Introduction

Large Language Models (LLMs) represent a significant breakthrough in Natural Language Processing (NLP) and Artificial Intelligence (AI)1. Prior to 2017, while NLP models could perform several language processing tasks, they were not easily accessible to non-domain experts. The introduction of the Transformer architecture in 2017 revolutionized the field, enabling NLP models to efficiently synthesize and analyze datasets using simple prompts. This allowed large-scale use by people worldwide, significantly broadening access to advanced language processing tools2. The Transformer technology led to the development of two game changers: Bidirectional Encoder Representations from Transformers (BERT) and Generative Pretrained Transformer (GPT), that used semi-supervised approach and acquired exceptional generalization capabilities with the ability to interpret and generate human-like text3. The launch of ChatGPT in 2022 gained public attention in almost every field of life owing to its accessibility and user-friendly interface. LLMs offer AI driven support particularly in literature review, summarizing articles, abstract screening, extracting data and drafting manuscript. Due to workload reduction and the ease offered, there has been an increasing interest in the incorporation of LLMs like ChatGPT, Perplexity, Llama by Meta (formerly Facebook), Google Bard and Claude, in academic research, as indicated by a rapid increase in the number of articles after ChatGPT’s release3,4.

Although there are numerous efficiency gains in utilizing LLMs in research, they however cannot replace humans particularly in contexts where meticulous understanding and original thought, along with accountability are crucial5,6. With deeper understanding of LLMs, it was found that LLMs are also capable of generating fake citations, rapidly generating large volumes of questionable information, and also amplifying biases3,7. This has led to negative ethical implications like authorship integrity and a surge in predatory practices and as a consequence, an “AI-driven infodemic” has emerged5. There is also a risk of public health threat resulting from ghost-written scientific articles, fake news and misinforming content3. In addressing these issues, as a first step, it is pertinent to understand attitudes of researchers towards LLMs in research by assessing researcher’s awareness and practices of the use of LLMs.

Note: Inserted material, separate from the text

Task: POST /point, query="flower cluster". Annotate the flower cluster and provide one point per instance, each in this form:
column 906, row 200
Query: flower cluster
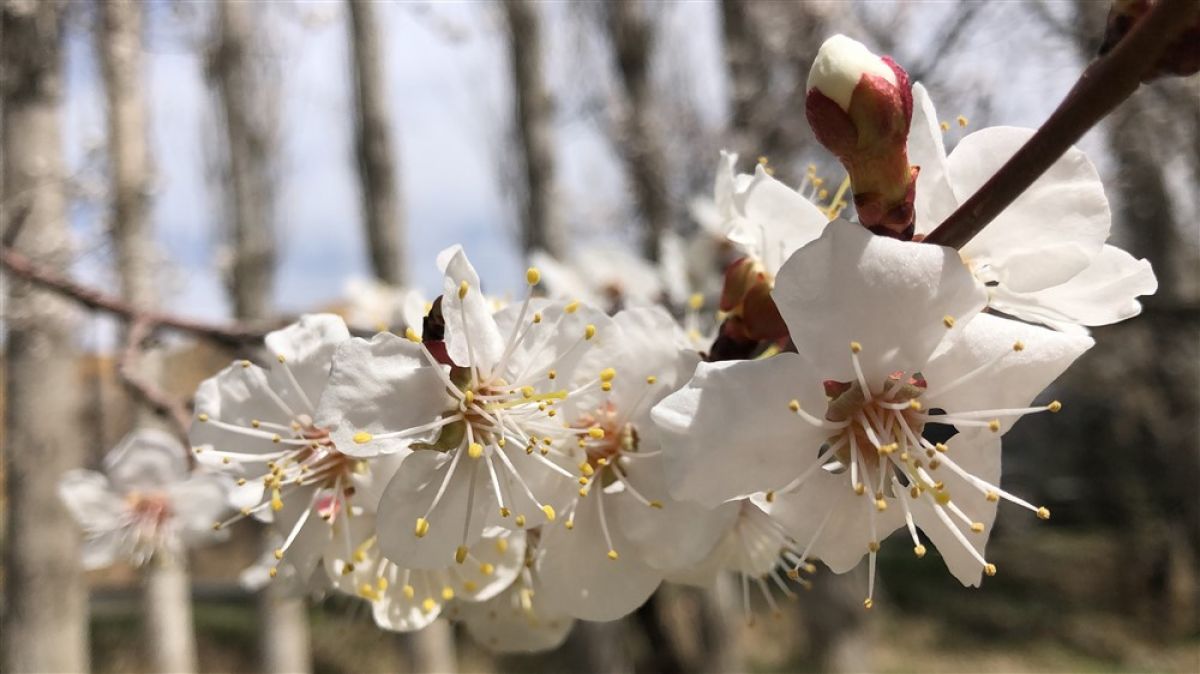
column 519, row 468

Our study provides a unique analysis of a targeted group of medical and paramedical researchers enrolled in a one-year-certification course- Global Clinical Scholars Research Training (GCSRT) Program, at Harvard Medical School (HMS). We aim to provide insights into the current trends in AI usage in research and publication along with a peek into the future scope and impact of LLMs. We strongly believe that the results of our study can aid journals to formulate future policies regarding the use of AI tools in the process of publication, thus ensuring credibility and maintaining integrity of medical publications.

Methods

Study design and population

This global survey was carried out using a cross-sectional design. It was conducted between April and June 2024, amongst a diverse group of medical and paramedical researchers who received training at the GCSRT program at Harvard. This program consists of researchers from over 50 countries and 6 continents spanning various specialties, career stages, age groups and genders. At the program, all participants receive advanced training in every stage of research including statistical analysis, publishing and grant writing8. They are therefore an ideal group to assess AI tools usage in research.

Study objectives

We had three primary objectives for this study. First, to assess the level of awareness of LLMs amongst global researchers. Second, to identify how LLMs are currently used in academic research and publishing amongst our survey respondents. And third, to analyze the potential future impact and ethical implications of AI tools in medical research and publishing.

Eligibility criteria

  1. (a)

    Inclusion Criteria: Medical and paramedical researchers who have been participants of the GCSRT program at HMS belonging to any cohort between 2020 and 2024, irrespective of their country of origin, research interests, active years in research, age or gender. Researchers who were members of the unofficial class WhatsApp groups and were proficient in reading and writing in English language were included specifically.

  2. (b)

    Exclusion Criteria: Researchers from cohorts outside of the above specified years, those who were not accessible through class WhatsApp groups, or were not proficient in reading and writing in English language were excluded from the study. Medical and paramedical researchers who have not undergone training at this program as well as non-medical researchers, were not invited for this study.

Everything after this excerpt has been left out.